4 thoughts on “Ethics Quiz: AI Jesus

  1. Unethical. I’m not religious, but I feel it’s blasphemy. Based on my limited understanding of it all, my instinct is telling me the following:

    The role of a priest, bishop, cardinal, pastor, deacon, reverend, and other Christian faith leaders has been to guide people along the teachings of Jesus based on what has been documented and learned. This AI bot is no different from those roles – it would have to rely on the same materials and has the same goal – to guide the user to understanding the teachings of Jesus.

    But they didn’t make it an “AI Priest” etc. They made it the man itself so rather than guiding and interpretting the existing knowledge, it’s putting words in the mouth and inventing new teachings of Jesus.

    Disclaimer all they want. It’s unethical.

  2. Unethical for anything to represent another person without consent?

    What’s next, an AI of the Prophet of the religion of peace?

    • An “AI Mohammed” which showed the Prophet’s face would be considered sacrilegious by Muslims, and would probably earn its creator a fatwa of some sort.  There would at least have to be a full-face veil on the AI Prophet (as he has been depicted in Persian art, I believe); otherwise, one would be safer creating an AI “Ask the Mullah”, with the AI mullah quoting the Koran.Catholics (even bad Catholics) shouldn’t need an “AI Jesus” at all, as any priest whom they might seek counseling from during Confession would be bound by the “seal of the confessional” never to reveal what a penitent has told him during Confession.  I would share @Ryan Harkins’ concern about the denominational & ideological slant of an “AI Jesus”, and I would want to see some kind of “about the creator” disclosure regarding this.  I would also agree with EA and previous commenters that an AI religious advice bot should NOT be a paid service (other than soliciting voluntary donations).  Surely if “seasoned citizens” like my husband and me can do religion and moral theology research online for free, younger people who have lived with the Internet all their lives could do so too!Sincerely,Catherine McClarey

  3. I’d be very curious how this AI answers questions. Does anyone want to bet that this AI Jesus would support the liberal position on any current hot-button issue? Would this AI Jesus tell us that the Gospel of Thomas should actually be canonical? Would he tell us that he didn’t really rise from the dead, that it was just a mass hallucination of his disciples? Will he be biased toward Catholic? Lutheran? Anglican? Methodist? Baptist? Presbyterian? Dutch Calvinist? Evangelical? Fundamentalist? Orthodox? Seventh-Day Adventist? Jehovah’s Witness? Mormon? Jesus Seminar?
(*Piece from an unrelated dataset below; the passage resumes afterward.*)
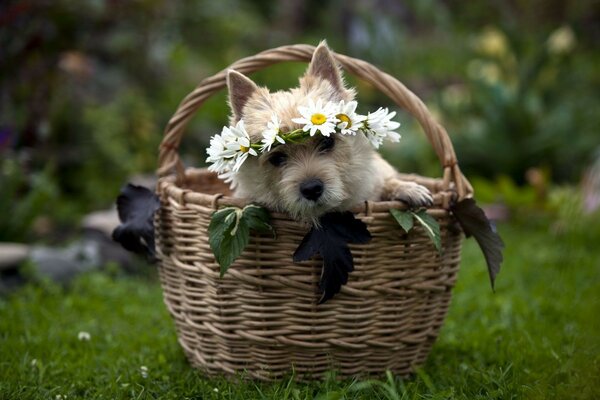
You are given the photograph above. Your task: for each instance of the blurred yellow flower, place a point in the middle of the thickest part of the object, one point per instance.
(492, 42)
(484, 70)
(561, 41)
    I agree with Tim’s analysis above. I’d also like to throw in that I find it obscene that these developers will charge for access to this Jesus AI. This seems to me to be preying on the vulnerable and gullible. Anyone who wants an AI analysis of what Jesus might say could throw the question to CoPilot, ChatGPT, Grok, or whatever AI one thinks will give a reasonable answer and see how the analysis plays out. For free.